Многочисленные зарисовки из жизни советских геев – мальчики, укрывающиеся одним одеялом на плацкартной полке, чтобы обмануть контролеров (274); опытный любовник, организующий своему молодому мужу путевку в братскую социалистическую страну для операции по смене пола (309); некие высокопоставленные «хозяева жизни», целующие «дырочку» провинциального парвеню, приехавшего покорять столицу (310). Предельно маргинальная и официально «невозможная» (ибо преследуется статьей 121-й Уголовного кодекса РСФСР – «мужеложство») любовь между мужчинами планомерно превращается Харитоновым (рано осознавшим собственную гомосексуальность[27]) в главный «пункт» его сложного и тщательно продуманного литературного проекта[28].

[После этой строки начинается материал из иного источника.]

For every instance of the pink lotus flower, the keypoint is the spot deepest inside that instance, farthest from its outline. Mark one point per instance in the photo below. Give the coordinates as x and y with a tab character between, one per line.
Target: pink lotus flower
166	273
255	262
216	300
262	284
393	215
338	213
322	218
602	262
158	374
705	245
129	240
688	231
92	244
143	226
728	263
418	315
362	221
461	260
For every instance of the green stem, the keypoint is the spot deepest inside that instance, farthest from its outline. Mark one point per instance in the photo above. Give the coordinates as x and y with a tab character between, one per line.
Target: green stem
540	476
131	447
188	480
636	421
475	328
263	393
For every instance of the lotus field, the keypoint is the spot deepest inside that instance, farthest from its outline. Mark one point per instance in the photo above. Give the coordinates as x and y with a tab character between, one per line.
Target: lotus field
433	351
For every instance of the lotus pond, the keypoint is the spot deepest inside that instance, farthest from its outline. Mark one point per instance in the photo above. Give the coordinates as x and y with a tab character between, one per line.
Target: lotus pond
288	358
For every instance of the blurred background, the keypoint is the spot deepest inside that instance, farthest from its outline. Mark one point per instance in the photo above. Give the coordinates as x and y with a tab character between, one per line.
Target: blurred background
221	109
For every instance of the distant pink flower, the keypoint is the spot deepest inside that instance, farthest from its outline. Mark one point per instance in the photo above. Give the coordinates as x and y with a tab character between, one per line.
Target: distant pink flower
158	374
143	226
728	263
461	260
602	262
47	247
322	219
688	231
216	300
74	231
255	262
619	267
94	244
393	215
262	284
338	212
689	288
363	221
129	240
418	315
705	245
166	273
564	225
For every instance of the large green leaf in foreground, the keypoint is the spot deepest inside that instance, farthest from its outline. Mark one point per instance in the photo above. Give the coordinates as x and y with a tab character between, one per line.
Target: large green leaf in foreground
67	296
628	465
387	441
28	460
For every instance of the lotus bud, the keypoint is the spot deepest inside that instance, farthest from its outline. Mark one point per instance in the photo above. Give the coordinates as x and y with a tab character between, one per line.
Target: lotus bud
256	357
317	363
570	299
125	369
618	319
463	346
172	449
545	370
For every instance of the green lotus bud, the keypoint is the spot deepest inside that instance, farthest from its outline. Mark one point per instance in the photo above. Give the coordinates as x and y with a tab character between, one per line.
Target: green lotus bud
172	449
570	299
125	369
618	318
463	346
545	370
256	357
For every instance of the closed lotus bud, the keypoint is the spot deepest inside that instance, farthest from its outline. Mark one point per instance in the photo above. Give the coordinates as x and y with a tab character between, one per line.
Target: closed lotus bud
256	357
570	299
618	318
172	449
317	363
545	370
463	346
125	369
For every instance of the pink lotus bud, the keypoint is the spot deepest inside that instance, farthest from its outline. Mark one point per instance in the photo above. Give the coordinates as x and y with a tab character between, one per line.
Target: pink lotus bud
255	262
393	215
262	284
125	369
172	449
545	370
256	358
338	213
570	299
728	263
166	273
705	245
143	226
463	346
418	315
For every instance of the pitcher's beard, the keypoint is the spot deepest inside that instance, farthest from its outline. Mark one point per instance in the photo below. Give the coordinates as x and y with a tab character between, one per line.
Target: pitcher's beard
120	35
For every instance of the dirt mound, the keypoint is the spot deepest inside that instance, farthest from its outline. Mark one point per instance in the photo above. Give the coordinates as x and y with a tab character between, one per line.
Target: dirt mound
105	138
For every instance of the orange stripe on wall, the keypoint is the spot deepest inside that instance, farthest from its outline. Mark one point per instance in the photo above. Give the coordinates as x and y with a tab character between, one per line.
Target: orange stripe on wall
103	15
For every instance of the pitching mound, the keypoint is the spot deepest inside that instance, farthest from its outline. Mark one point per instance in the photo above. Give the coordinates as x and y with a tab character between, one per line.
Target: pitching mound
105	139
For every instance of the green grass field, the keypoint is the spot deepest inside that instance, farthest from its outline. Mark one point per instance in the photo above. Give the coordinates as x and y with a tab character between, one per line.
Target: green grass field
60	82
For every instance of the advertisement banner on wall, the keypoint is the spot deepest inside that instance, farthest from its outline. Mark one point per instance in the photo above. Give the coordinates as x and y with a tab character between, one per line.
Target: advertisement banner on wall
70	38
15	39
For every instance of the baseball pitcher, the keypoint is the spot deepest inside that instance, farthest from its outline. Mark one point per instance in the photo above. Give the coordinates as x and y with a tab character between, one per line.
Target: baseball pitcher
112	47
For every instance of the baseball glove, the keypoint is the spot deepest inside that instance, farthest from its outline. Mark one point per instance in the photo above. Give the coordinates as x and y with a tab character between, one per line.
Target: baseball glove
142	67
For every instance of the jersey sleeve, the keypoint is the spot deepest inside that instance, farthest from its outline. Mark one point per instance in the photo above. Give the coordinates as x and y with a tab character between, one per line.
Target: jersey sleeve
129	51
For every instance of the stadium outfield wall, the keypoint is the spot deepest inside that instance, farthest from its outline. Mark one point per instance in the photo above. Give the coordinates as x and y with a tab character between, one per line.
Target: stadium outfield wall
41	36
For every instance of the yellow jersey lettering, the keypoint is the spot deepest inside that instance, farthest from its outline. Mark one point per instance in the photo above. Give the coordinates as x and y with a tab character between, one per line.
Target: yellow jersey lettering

Но именно вследствие жизни «под статьей» каждая строчка этой литературы столь явно отягощена страхом. Перед глазами Харитонова – мрачные примеры режиссера Сергея Параджанова и поэта Геннадия Трифонова, показательно осужденных за «мужеложство» (в 1973 и 1976 годах соответственно)[29]. В действительности и того и другого преследовали не столько за сексуальные контакты с мужчинами, сколько за слишком несоветское творчество; и это именно харитоновская ситуация – тем более что он знает о пристальном внимании КГБ: «И сейчас, снимая трубку, я готов к тому, что звонит следователь. И если нет, опять же, слава Богу. Для житейского спокойствия плохо, что в душе живет следователь. А в христьянском чувстве так и надо, чтобы пожизненно быть подсудимым и не веселиться» (306). Необходимость маскировать сексуальные пристрастия порождает массу совершенно специфических трудностей; Харитонов контролирует каждый свой жест на людях[30], в общественных местах старается как можно чаще появляться с женщинами[31], а однажды даже вынужден обманывать венерологический диспансер: «молодой человек, заболевший гонорреей, желающий пройти курс лечения в диспансере и не имеющий права назвать источник заражения, просит какую-нибудь девушку, уже проходящую курс лечения в диспансере, назвать его в качестве зараженного ею» (230).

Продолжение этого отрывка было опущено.